Previously, Emery’s teams have relied heavily upon central support for the attack: Ivan Rakitic, Juan Mata and David Silva are just a few of the prominent stars who have thrived in the No. 10 role of an Emery side. The Spaniard was expected to allow Ozil to flourish in his preferred 4-2-3-1 formation, but that has not come to pass.

To his credit, Emery has shown tactical flexibility to meet the varying challenges of the opposition (he played 4-4-2 against Crystal Palace, for example) but his systems have generally not played to the strengths of his best players. Previous record signing Ozil is not starting and current record signing Nicolas Pepe looks ineffective.

After 10 matches played, Arsenal are fifth in the Premier League. This may seem like a reasonable league placement for the club at this point. After all, Emery is a Europa League specialist.

But a fanbase who have been fed filet mignon for two decades are now being served greasy fast food burgers.

The Gunners faithful will look with envy across London to Chelsea, where Frank Lampard is bringing excitement and entertainment back to Stamford Bridge, with relatively limited resources and comparatively greater defensive issues.

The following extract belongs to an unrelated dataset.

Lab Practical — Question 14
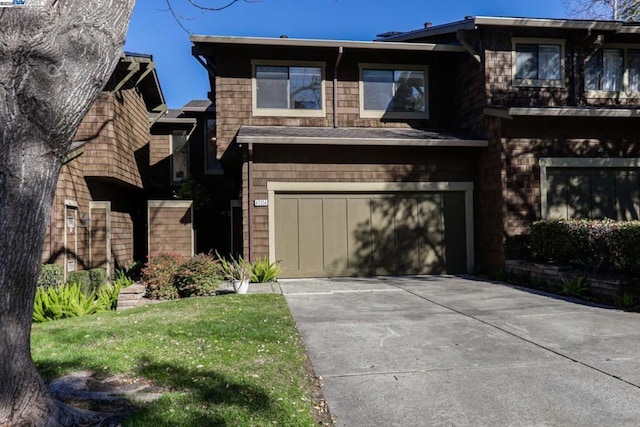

The same fans may also turn green when looking at the competent and thrilling soccer being played by Brendan Rodgers at Leicester. On another timeline, the Ulsterman succeeded Wenger instead of Emery.

Liverpool and Manchester City may have earmarked the top two spots in the league, but there are two remaining Champions League qualification spots that are essentially up for grabs this season. Emery’s choice to embrace Stoke-esque physical directness over his club’s trademark beautiful expansive play means they are squandering their opportunity to reclaim their seat at Europe’s top table.